Wetsuit pioneer and surf world legend Jack O´Neill dies at 94

Jack O'Neill, the iconic surfer who pioneered the wetsuit that revolutionized cold-water surfing, died Friday, KSBW reported. Best know for his development of the first neoprene wetsuit, O'Neill's legacy stands tall as a permanent mural on a Dream Inn retaining wall at Cowell Beach, near where his shop was stood.

According to a statement released by his family the surfing icon, who was famously known for wearing a distinctive eye patch - the result of a surf injury where he hit his board while riding a wave - died at home in Santa Cruz surrounded by his family.

O'Neill's wetsuit discovery came about after he moved with his wife to San Francisco's Ocean Beach neighbourhood in the early 1950s.

He founded O'Neill Sea Odyssey, a marine and environmental education program for children, in 1996 and considered it to be his greatest achievement, reports said.

O'Neill later moved his family south to Santa Cruz, California, where he opened his second shop, and by the 1980s had become the world's biggest wetsuit designer and manufacturer, though initially his friends didn't have much faith in his groundbreaking invention.
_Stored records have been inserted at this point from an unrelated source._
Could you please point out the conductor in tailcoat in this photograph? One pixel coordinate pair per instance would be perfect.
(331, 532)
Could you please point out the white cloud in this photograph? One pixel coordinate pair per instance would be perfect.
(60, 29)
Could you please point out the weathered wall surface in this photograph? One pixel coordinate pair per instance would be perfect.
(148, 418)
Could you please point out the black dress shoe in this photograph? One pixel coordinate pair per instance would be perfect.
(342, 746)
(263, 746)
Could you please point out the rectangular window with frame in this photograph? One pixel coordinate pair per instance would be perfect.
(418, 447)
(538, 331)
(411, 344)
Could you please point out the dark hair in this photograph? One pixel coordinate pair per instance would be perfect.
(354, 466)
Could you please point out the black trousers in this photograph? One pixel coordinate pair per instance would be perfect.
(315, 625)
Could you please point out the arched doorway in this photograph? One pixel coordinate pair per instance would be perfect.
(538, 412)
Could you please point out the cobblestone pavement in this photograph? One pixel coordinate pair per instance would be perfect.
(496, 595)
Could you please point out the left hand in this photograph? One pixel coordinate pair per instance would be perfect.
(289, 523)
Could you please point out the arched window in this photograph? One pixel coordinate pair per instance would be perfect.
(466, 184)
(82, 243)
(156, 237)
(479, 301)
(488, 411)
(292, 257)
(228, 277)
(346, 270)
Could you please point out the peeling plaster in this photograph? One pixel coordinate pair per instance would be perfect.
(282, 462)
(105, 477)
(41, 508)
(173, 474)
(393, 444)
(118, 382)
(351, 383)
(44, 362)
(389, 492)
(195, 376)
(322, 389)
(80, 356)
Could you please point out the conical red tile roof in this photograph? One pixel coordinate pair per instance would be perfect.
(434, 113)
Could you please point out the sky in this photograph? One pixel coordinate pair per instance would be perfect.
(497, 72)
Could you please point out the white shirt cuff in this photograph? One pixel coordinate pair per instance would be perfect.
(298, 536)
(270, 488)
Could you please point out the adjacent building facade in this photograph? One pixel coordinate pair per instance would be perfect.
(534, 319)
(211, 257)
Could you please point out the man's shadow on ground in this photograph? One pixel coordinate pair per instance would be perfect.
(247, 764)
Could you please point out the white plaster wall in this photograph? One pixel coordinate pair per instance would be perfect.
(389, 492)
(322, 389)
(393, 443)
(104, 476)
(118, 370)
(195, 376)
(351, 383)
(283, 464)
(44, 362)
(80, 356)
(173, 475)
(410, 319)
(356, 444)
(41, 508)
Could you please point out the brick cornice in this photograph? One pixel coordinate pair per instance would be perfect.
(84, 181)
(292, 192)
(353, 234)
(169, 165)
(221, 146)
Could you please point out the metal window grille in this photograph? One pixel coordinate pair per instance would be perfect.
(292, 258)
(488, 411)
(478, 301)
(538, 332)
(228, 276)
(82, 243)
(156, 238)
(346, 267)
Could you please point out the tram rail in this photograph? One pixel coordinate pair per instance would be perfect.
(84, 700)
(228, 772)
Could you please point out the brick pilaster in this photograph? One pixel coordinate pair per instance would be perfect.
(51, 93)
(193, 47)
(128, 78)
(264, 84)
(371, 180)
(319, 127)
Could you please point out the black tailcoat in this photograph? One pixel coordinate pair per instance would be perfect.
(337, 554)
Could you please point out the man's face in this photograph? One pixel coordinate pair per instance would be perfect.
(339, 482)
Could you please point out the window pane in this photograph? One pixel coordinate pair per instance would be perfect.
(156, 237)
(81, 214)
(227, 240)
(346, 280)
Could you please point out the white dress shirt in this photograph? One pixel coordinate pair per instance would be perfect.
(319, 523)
Still, O'Neill is widely credited with expanding the surfing culture to cold waters.

In an interview in 2011 cited by the BBC, O'Neill said: "Surfing for me was a very important part of my life".

In the 1990s, he created a nonprofit called O'Neill Sea Odyssey, dedicated to helping students learn about marine biology.
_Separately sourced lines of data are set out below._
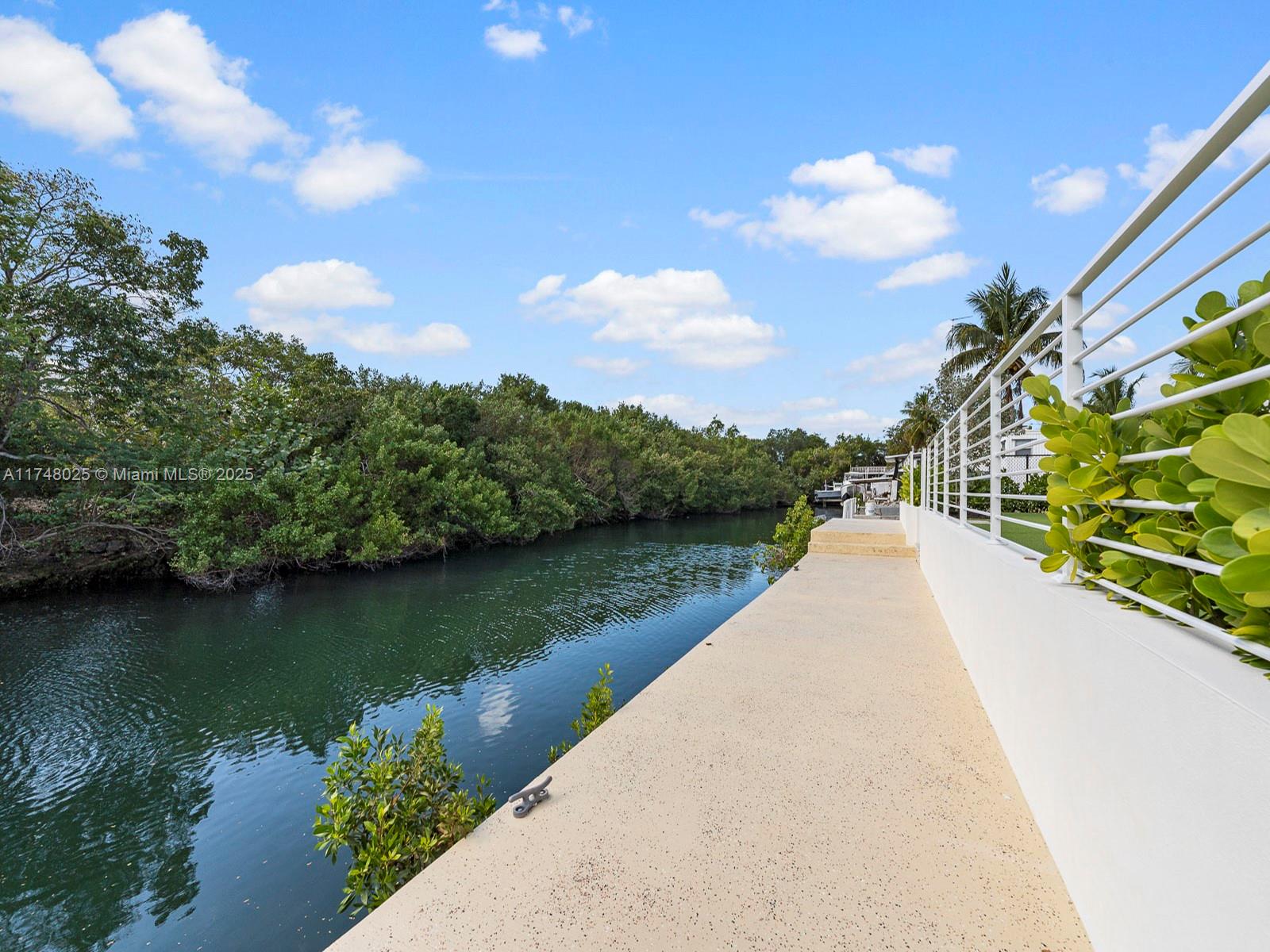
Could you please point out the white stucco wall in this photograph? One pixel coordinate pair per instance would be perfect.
(1143, 749)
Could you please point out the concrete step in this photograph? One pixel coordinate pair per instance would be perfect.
(860, 539)
(868, 549)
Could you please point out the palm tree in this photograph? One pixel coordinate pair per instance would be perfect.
(1003, 313)
(1106, 397)
(921, 419)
"All I wanted to do was surf, and when I opened that shop in my garage, I thought I would have a few guys there to sell suits and have guys to surf with".

"Nobody is more surprised than I am about how this business has grown", he said.

He eventually was able to step away from the business, leaving the CEO role to son Pat O'Neill in the 1980's, freeing him to sail, surf and travel the world.